When you turn up the oak-lined lane to Pops (named for Darlene’s grandfather), you’re likely to see her herd of about 22 smallish cattle with unusual markings, known as Randall Linebacks. As is the case with all of the farm’s animals, they are no match for modern, commercial breeds that maximize size and fast growth.
Randalls, a breed that goes back at least a few centuries, were down to less than 20 in the world in 1986. Darlene began her herd by writing a letter to Cynthia Creech, a Tennessee woman who rescued them from extinction. Today, there are more than a thousand.
Darlene chose them partly for adaptability and easy management: “As much as I love raising farm animals, I love walking more … Working with animals is a dangerous profession.”
But it’s taste that really drives her. The Randalls, she said, “keep being picked number one in taste tests.” She’s also selected a sheep crossbreed to get “just the right bite” to the meat. For pigs she went with “a lard hog … not like the commercial lean meat breeds.” By managing their diet, including running them in her woods to eat acorns, she avoids too much fat and ends up with sausage and chops that routinely sell out.
Her relationship with the animals is complex. Most, of course, will go to slaughter, a reality that makes the job “hard to do every day.” She will put down a sick or injured animal herself, and she talks about celebrating twin lambs: “The first pays for its mother’s upkeep. … The second is your profit.”
Yet she’ll bring in a just-born, half-frozen calf and nurse it in her living room, knowing it will inevitably become a “pet,” nothing she could bear to butcher. She’ll walk outside on starry nights to sit on a haybale in the peaceful company of the sheep. The ewes will live out their lives at Pops even after they get too old to bear lambs: “That’s the deal we’ve made.”

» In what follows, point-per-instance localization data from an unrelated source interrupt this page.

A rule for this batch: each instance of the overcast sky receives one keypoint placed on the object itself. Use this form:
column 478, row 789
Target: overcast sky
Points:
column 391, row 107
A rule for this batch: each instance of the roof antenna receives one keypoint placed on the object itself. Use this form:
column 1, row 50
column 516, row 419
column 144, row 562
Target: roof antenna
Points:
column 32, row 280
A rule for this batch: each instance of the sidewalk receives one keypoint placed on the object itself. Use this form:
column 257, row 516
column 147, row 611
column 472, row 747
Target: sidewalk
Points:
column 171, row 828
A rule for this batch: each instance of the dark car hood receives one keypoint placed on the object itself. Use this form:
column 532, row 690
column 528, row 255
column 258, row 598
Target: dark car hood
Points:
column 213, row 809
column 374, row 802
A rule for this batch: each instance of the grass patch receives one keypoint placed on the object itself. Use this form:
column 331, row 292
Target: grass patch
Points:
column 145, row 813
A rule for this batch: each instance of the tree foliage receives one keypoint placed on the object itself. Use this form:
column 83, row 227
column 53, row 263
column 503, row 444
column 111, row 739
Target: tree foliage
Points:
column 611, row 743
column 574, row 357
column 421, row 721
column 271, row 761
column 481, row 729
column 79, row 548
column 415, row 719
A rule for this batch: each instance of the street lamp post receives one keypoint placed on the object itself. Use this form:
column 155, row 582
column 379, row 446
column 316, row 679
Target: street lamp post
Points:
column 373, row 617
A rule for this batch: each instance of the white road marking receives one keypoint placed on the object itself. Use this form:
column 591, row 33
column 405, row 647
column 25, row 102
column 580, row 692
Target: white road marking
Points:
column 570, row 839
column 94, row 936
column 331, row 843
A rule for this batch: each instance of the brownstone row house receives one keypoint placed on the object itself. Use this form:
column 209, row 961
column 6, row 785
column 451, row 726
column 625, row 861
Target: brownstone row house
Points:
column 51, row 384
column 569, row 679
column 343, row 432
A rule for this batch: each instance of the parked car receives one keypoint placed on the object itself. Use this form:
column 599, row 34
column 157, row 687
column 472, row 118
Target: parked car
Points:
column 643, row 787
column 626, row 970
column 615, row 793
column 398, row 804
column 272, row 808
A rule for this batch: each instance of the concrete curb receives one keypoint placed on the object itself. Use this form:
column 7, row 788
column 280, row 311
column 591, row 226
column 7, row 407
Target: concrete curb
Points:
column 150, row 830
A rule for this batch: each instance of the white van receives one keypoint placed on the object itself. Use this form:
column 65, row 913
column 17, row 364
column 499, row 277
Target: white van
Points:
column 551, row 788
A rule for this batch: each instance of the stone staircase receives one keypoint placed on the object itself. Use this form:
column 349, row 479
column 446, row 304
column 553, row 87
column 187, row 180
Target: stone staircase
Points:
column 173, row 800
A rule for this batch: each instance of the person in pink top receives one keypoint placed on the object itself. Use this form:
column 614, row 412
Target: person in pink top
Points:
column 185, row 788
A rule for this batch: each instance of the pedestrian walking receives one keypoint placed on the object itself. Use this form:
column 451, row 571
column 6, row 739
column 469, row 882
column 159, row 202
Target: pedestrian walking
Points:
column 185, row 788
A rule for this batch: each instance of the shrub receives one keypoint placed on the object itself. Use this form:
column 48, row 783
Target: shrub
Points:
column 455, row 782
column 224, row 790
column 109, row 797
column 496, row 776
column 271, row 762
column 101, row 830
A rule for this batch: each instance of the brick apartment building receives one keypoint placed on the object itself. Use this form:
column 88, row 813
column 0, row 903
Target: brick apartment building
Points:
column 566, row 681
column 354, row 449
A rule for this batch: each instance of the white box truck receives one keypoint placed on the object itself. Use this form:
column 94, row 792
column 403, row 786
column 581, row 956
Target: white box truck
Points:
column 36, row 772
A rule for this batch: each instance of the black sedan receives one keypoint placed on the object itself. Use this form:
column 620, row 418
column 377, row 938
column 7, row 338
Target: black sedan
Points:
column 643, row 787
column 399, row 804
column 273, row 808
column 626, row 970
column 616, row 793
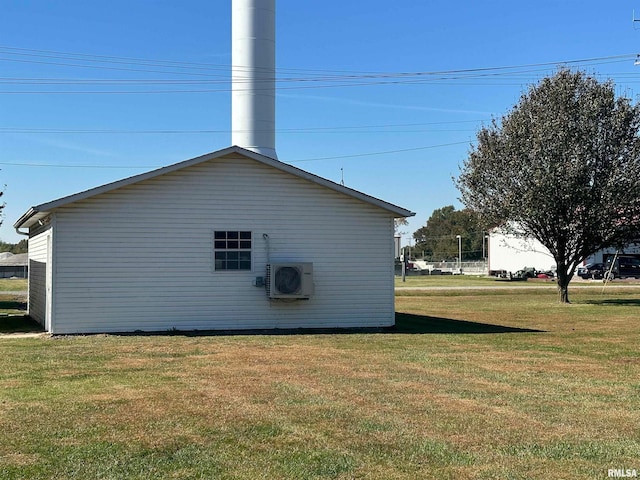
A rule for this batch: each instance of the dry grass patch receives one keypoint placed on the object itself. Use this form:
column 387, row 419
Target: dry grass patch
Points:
column 410, row 404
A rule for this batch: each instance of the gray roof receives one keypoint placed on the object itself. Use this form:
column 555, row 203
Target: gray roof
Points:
column 35, row 213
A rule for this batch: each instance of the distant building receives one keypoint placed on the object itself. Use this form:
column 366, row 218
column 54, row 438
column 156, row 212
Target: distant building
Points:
column 510, row 253
column 14, row 265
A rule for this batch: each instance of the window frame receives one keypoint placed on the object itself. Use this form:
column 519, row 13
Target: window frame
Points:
column 230, row 246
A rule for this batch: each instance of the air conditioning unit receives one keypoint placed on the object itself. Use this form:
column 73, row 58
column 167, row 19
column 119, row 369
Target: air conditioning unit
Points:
column 289, row 280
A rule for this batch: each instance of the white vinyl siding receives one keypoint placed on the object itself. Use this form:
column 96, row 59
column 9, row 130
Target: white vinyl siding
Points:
column 141, row 257
column 38, row 259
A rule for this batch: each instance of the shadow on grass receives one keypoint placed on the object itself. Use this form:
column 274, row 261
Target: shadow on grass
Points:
column 422, row 324
column 623, row 302
column 405, row 324
column 19, row 324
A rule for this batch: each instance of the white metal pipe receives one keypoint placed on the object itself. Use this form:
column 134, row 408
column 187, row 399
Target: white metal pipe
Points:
column 253, row 75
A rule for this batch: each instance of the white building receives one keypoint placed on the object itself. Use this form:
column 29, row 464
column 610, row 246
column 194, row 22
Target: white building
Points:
column 187, row 247
column 511, row 253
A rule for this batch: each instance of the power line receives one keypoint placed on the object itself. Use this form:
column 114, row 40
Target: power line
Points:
column 142, row 167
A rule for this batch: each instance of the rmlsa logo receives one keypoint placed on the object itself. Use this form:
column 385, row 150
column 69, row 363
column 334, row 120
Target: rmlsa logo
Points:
column 623, row 473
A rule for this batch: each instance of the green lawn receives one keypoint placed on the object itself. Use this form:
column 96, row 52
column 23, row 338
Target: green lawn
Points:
column 477, row 384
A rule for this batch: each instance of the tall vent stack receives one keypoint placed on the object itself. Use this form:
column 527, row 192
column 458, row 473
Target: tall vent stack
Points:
column 253, row 102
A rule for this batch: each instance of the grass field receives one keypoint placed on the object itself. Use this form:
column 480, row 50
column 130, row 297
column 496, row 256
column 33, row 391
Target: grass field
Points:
column 478, row 384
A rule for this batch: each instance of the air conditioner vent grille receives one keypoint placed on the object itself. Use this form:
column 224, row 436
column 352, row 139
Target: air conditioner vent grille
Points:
column 289, row 280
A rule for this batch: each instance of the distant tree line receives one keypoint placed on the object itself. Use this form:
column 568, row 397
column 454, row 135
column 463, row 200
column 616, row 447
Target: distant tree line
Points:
column 20, row 247
column 438, row 241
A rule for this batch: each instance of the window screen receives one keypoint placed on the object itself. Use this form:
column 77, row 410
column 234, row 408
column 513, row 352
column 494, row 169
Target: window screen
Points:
column 232, row 250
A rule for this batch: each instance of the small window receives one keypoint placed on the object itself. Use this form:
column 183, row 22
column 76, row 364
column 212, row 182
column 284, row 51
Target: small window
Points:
column 232, row 250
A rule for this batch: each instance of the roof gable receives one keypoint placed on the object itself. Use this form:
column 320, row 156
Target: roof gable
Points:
column 38, row 212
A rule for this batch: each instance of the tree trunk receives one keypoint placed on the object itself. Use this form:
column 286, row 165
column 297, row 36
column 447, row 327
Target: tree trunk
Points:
column 563, row 284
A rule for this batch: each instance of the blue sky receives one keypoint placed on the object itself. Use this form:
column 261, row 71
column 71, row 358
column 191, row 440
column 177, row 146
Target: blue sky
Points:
column 388, row 94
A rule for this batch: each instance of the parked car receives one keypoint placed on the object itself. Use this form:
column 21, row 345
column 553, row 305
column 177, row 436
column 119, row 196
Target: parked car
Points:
column 591, row 270
column 623, row 267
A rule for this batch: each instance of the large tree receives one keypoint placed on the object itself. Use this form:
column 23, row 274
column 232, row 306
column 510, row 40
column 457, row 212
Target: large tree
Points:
column 437, row 239
column 563, row 167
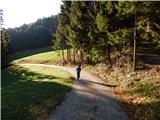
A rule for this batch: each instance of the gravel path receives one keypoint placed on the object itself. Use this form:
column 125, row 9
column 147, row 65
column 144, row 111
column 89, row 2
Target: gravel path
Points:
column 90, row 99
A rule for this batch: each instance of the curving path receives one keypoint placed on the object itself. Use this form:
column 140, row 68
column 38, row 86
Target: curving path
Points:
column 90, row 99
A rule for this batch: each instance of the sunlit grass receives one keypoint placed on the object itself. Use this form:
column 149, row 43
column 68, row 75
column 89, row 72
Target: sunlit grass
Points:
column 44, row 55
column 30, row 93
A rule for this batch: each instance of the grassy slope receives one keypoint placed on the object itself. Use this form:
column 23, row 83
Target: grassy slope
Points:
column 32, row 92
column 45, row 55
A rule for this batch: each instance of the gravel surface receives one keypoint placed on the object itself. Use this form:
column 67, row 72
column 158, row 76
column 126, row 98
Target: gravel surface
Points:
column 90, row 99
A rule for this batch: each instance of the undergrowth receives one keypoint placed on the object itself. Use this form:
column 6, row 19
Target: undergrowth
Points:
column 138, row 91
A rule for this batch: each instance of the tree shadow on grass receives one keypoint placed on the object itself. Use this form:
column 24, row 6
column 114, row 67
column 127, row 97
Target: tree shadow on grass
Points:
column 23, row 98
column 27, row 53
column 16, row 73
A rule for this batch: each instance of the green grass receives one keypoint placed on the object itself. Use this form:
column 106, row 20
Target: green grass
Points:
column 29, row 93
column 44, row 55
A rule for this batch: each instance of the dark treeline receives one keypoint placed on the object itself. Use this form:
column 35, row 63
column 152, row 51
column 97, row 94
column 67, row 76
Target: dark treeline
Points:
column 35, row 35
column 107, row 31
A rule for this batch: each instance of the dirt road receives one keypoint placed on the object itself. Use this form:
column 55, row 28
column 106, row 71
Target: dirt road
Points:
column 90, row 99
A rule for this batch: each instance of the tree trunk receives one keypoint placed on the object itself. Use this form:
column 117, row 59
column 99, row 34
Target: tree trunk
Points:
column 63, row 55
column 134, row 47
column 69, row 55
column 74, row 55
column 109, row 54
column 81, row 52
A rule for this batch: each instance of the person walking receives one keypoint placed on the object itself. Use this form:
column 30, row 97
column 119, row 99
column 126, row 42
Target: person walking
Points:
column 78, row 70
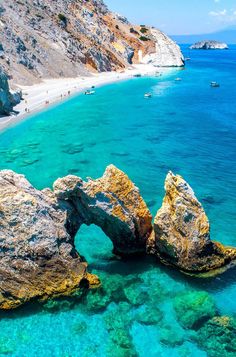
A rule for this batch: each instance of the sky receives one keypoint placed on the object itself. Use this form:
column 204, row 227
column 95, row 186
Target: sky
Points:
column 179, row 17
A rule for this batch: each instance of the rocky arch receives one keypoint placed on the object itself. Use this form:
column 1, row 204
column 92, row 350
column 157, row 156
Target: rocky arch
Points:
column 111, row 202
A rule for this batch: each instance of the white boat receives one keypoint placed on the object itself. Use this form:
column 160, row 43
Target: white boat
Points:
column 89, row 92
column 215, row 84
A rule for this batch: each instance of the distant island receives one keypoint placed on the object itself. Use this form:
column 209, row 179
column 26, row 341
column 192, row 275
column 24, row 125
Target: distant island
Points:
column 209, row 45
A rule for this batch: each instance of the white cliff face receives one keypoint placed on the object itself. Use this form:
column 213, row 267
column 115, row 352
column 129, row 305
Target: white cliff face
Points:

Her farm may sustain the Earth and the bay, but can it sustain Darlene? That’s a question that hangs over small, regenerative farmers everywhere. Their products won’t be as cheap as big agriculture’s — at least so long as the latter gets some $38 billion a year in federal subsidies and does not pay the real cost of its impact on air, water and soil.
Darlene is close to making her farm “a place I don’t ever want a vacation from.” But she won’t continue if she can’t make a living. Having only recently given up her off-farm job, the jury’s still out.
Our film will follow Darlene’s journey, so critical for the bay, and for Chesapeake-loving carnivores.